We need to know how to do this, both with very little and very much.

Contentment with little

The secret to contentment with little is this: we must become rich. How? The matter is simple: when your possessions exceed your wants, you are rich. So therefore, the secret is in the control of our wants.

For those with little, this means recognizing and conquering the sin of envy. We see others around us with more, and we ask, “Why can’t I have a 75’ yacht too?” Is the problem that we don’t have the yacht, or is the problem that we want the yacht – especially because someone else has it? (Have you ever wanted what no one has? Did anyone in Paul’s time envy you because you have a television set?)

How can we control such envy? “I can do everything through him who gives me strength.”

Contentment with much

Those who think they have little often imagine they would be content if they had much. Those who have much know better. How then does the rich man achieve contentment?

Begin with this: to whom do you give thanks for your blessings? A thankful heart places your wealth in its proper perspective.

Why is this so necessary? Because of the sin of greed – the ever-present desire for “more.” No amount can be enough for those who have fallen into greed, but the thankful heart knows: “if more is needed, more will be provided.” After all, the Lord’s been mighty good to you so far, hasn’t he? What makes you think he will stop now?

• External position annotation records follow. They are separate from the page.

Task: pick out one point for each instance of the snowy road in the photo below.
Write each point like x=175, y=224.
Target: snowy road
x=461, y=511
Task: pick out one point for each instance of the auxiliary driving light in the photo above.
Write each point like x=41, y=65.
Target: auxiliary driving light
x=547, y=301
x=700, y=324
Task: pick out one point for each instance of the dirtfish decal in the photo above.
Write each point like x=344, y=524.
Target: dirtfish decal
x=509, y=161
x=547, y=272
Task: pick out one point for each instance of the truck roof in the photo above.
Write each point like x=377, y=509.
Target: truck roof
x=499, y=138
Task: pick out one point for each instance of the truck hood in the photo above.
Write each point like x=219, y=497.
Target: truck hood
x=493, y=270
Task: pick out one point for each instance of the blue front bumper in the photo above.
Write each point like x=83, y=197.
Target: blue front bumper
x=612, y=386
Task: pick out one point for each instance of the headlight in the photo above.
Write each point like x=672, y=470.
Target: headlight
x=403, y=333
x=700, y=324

The secret, again, is “I can do everything through him who gives me strength.”

The fellowship of troubles – and giving

So now we come to the building of the church – fellowship. The word translated “sharing” in verse 14 can also be translated ‘sharing in fellowship”. The secret of this fellowship is simply in the purpose of mind. Paul, the poor recipient, shares the same purpose of mind as the rich Philippians who are giving to him. God, who looks on the heart (remember the Widow’s Mite?) acts accordingly to both.

The desire of their teacher

Paul is their teacher, and in this matter of giving he gives us two practical lessons:

  1. We should not wait for others to give. The Philippians were the first and for some time the only ones supporting Paul in his work.
  2. We should give repeatedly. This is not the first time the Philippians have provided for Paul.

In this we need to see that such giving is an offering to God. Now we know that God does not need such offerings (see Psalm 50), but that he rewards such giving. It is this reward that Paul desires for them.

Fellowship of affliction

We view affliction and suffering as terrible things. But this is not always the case. Chrysostom put it beautifully: “Affliction is an unbroken bond, the increase of love and the occasion of compunction and piety.”

  • Unbroken bond – is there anything like shared suffering to bond you to another person? Does not affliction weld the church together in times of trouble?
  • Increase of love – when affliction comes to one of us, it is the chance for all of us to show our love for that one. In such, love increases, the world sees it – and by this they know we are his disciples.
  • Occasion of compunction and piety – in all these things we have a chance to give with good will for the recipient and honor in the sight of God. Think of it: if I gave you a chance to be blessed by both man and God, would you not take it? Giving blesses the giver most.